JAKARTA,iNews.id – Badan Narkotika Nasional (BNN) mengantisipasi peredaran dan penyalahgunaan narkoba pada perayaan Tahun Baru 2018 di Ibu Kota. Sebanyak 36 diskotek yang diduga terlibat peredaran narkoba masuk dalam radar BNN. Kepala BNN Komjend Pol Budi Waseso mengatakan, hasil penyelidikan BNN selama ini, ada 36 diskotek dari 81 diskotek yang ada di Jakarta diduga terlibat peredaran narkoba. BNN, kata Budi, juga sudah mengantongi nama-nama bandar beserta jaringannya yang ada di balik peredaran narkoba di diskotek tersebut. “Hasil pembuktian di lapangan mereka menggunakan kurir untuk beli narkoba. Dari situ ada 36 yang pakai sampel dan terbukti positif, barang bukti sudah ada di tangan,” kata Buwas, sapaan akrab Budi Waseso di Tangerang, Kamis (28/12/2017). Kendati demikian, Buwas enggan membeberkan nama-nama diskotek yang diduga terlibat narkoba, alasannya dia ingin  memberi kejutan kepada masyarakat di penghujung tahun 2017. “Masih rahasia, nanti saya akan lakukan tindakan tegas menjelang Tahun Baru pasti ramai,” ujar Buwas.

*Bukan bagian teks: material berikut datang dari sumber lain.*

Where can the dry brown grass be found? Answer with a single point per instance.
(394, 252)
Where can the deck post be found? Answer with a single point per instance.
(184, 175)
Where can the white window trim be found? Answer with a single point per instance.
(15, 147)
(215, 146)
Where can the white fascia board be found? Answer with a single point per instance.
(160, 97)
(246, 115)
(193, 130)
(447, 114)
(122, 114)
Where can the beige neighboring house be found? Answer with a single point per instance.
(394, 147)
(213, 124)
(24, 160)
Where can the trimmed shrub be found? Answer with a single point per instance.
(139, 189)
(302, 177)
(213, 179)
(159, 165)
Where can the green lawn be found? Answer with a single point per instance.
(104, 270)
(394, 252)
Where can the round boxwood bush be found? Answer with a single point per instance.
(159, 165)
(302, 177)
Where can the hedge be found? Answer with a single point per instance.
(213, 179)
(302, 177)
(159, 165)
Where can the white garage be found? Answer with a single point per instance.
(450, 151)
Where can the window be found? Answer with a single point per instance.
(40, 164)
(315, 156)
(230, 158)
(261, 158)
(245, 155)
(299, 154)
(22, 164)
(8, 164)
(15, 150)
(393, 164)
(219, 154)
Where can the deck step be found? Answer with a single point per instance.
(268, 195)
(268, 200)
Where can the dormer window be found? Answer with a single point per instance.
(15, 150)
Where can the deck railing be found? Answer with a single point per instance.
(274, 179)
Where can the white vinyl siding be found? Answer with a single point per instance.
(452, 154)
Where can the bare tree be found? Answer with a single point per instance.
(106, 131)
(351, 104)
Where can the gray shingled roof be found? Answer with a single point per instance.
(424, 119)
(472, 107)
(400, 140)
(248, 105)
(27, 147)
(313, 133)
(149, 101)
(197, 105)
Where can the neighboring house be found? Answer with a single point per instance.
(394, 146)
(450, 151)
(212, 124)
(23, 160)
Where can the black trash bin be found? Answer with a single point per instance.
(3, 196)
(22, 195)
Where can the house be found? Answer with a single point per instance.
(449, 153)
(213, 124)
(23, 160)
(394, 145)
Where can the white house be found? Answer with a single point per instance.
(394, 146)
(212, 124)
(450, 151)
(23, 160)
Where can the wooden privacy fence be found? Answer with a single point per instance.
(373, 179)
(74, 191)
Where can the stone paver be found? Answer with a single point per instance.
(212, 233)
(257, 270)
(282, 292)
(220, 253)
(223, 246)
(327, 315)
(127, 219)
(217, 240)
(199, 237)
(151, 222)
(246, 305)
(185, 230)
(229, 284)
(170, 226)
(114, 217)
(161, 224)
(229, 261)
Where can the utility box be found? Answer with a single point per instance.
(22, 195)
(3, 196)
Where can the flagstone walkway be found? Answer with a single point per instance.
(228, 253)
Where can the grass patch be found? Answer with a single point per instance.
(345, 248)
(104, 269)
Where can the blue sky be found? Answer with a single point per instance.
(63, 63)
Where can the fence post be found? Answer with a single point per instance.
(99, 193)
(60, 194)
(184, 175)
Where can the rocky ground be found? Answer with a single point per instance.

Bukan hanya di Jakarta, Buwas mengaku, BNN sudah mengantongi nama-nama tempat hiburan malam di seluruh Indonesia yang diduga terlibat peredaran narkoba. Namun, kata dia, BNN masih membutuhkan bukti lebih banyak sebelum menindak tegas. “Ini sudah jadi target kita. Di seluruh Indonesia juga sudah ditarget diskotek mana yang mengedarkan narkoba,” ucapnya. Di Tangerang, BNN bersama Menteri Koordinator Bidang Politik, Hukum, dan Keamanan (Menkopolhukam) Wiranto, jajaran Bareskrim Polri, dan Polda Metro Jaya memusnahkan ribuan berbagai jenis narkoba. Antara lain, 453,56 ton sabu, 712.116 butir ekstasi, 647,13 kilogram ganja, 10.000 butir happy five, 100 gram ketamine, 69.78 kilogram daun cathinone, dan 1.000.000 butir pil PCC.   Buwas mengatakan, peredaran yang dilakukan para bandar bersumber dari berbagai sektor, salah satunya di dalam lembaga permasyarakatan atau penjara. “Titik paling rawan di lapas dan penyelundupan daerah perbatasan,” kata dia.     

Related Posts

Comments are closed.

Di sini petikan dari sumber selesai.